Despite their fearsome appearance, the insects are entirely harmless. Although one should remember that when the creatures first evolved – more than 300 million years ago – they were truly enormous, with wing spans of around two feet.
These prehistoric terrors died out long ago, but it’s hard not to be impressed by the fact that the creatures’ distant ancestors once hunted in the same swamps where dinosaurs roamed.
Today the dragonflies are hunting in the rather less tropical surroundings of Castle Bromwich Hall Gardens, where a group of us are being led around by insect expert Steven Falk.
The naturalist, who recently featured on an episode of BBC’s Countryfile, is an ideal guide to the creatures which swarm and multiply, often unseen, in flower beds and hedgerows across the country.
In a shady spot not far from the pond, another minibeast stirs.
If the dragonfly, with its iridescent armour and bristling jaws, bore a passing resemblance to the xenomorph from the Alien films, this creature’s long legs bring to mind the tripods from HG Wells’ War of the Worlds.
At first glance you assume you’re staring at a spider, until you notice the legs are so much longer and the body more bunched than the scuttling things you tend to find in your bath tub.

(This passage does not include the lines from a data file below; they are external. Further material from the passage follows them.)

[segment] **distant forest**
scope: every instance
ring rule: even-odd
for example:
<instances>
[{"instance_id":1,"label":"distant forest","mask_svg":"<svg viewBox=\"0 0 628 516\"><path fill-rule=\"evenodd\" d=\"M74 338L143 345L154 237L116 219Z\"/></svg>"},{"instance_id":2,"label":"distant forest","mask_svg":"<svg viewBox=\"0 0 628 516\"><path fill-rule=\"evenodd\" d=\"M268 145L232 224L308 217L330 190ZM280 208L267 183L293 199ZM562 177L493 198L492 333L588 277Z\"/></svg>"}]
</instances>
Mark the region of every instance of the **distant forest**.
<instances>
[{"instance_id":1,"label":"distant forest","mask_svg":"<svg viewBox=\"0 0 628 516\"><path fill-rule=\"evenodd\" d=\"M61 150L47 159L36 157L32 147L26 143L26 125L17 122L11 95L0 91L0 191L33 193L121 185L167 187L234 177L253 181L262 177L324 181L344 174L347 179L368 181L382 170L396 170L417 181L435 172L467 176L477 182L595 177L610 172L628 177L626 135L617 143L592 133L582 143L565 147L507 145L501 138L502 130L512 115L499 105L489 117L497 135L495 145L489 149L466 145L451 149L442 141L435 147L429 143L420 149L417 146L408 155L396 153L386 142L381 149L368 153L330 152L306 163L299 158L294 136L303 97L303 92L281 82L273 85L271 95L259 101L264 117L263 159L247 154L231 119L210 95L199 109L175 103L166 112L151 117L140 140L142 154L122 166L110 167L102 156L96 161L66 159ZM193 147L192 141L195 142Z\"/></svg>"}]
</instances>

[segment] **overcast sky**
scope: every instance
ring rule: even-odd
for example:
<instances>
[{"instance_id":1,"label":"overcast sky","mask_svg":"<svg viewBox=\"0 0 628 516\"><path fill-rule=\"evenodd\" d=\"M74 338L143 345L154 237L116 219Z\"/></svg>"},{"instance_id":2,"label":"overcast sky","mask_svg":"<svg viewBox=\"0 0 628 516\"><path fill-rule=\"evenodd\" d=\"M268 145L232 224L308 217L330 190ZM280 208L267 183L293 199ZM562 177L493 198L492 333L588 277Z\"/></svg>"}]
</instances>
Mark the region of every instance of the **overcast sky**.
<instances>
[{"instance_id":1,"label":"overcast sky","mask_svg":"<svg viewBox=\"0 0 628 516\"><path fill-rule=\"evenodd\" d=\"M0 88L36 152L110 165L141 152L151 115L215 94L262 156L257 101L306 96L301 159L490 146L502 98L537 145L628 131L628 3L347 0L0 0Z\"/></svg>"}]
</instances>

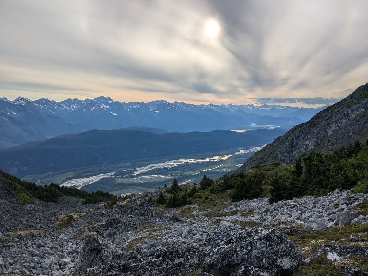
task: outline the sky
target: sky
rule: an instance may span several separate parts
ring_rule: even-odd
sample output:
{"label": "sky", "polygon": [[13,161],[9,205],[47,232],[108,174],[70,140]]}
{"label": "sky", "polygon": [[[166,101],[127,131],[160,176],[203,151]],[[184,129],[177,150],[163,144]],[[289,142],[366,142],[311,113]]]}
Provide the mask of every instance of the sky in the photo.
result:
{"label": "sky", "polygon": [[367,0],[0,0],[0,97],[330,104],[368,82]]}

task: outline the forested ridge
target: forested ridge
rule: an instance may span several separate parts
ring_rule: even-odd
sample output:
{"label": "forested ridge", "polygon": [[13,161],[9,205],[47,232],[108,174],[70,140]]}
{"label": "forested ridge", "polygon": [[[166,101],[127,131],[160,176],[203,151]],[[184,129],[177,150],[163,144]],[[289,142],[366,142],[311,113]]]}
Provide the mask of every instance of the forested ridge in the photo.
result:
{"label": "forested ridge", "polygon": [[4,174],[13,190],[15,198],[23,204],[33,202],[33,198],[47,202],[56,202],[59,198],[66,196],[84,199],[82,202],[84,204],[115,201],[116,199],[116,196],[107,192],[98,191],[90,193],[77,188],[61,187],[54,183],[39,186],[35,183],[24,181],[8,173]]}
{"label": "forested ridge", "polygon": [[368,189],[368,141],[357,141],[331,153],[313,153],[298,158],[295,163],[258,164],[246,171],[228,174],[213,180],[205,175],[198,184],[173,185],[162,194],[148,201],[177,207],[191,204],[191,199],[202,202],[213,200],[214,195],[229,191],[231,200],[239,201],[267,197],[270,202],[304,195],[320,196],[337,188],[353,188],[354,192],[365,193]]}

The harvestman is in fact a type of arachnid, but it doesn’t spin webs or produce venom. Instead it snares prey with hooks at the end of its stilt-like legs and when threatened can produce a foul-smelling liquid. I make sure not to threaten it...
While Steven’s expertise seems to extend to almost any kind of invertebrate, his true passion – and indeed the focus of today’s walk – is bees. Fuzzier and, it has to be said, rather friendlier insects than wasps, the gardens’ flower beds make this something of a haven for the pollen collectors.
Incredibly there are 250 different species in the UK, with only 10 per cent of these the bumblebees which people are most likely to be familiar with.
With a quick sweep of his net, Steven is able to snare one of the insects so we can get a closer look and, indeed, feel.
“It won’t sting you – I promise,” he tells one youngster, who looks ever so slightly terrified by the suggestion that he stroke the bee. It turns out that only females have a sting.
The truth is of course that, as is often the case, humans are creating far more problems for insects than they are for us. The same week of the walk there were more reports in the press of the harm that pesticides are doing to Britain’s bee population.
The chemicals used on certain crops have caused numbers across the world to plummet.
Throw in the threat of foreign invaders – harlequin ladybirds have decimated the native varieties – and it’s a sobering thought to take away as we arrive back at the entrance to the gardens.
This alien landscape is not only vast and complicated, it is also remarkably fragile and there’s always the danger that tomorrow’s children won’t have the chance to enjoy it.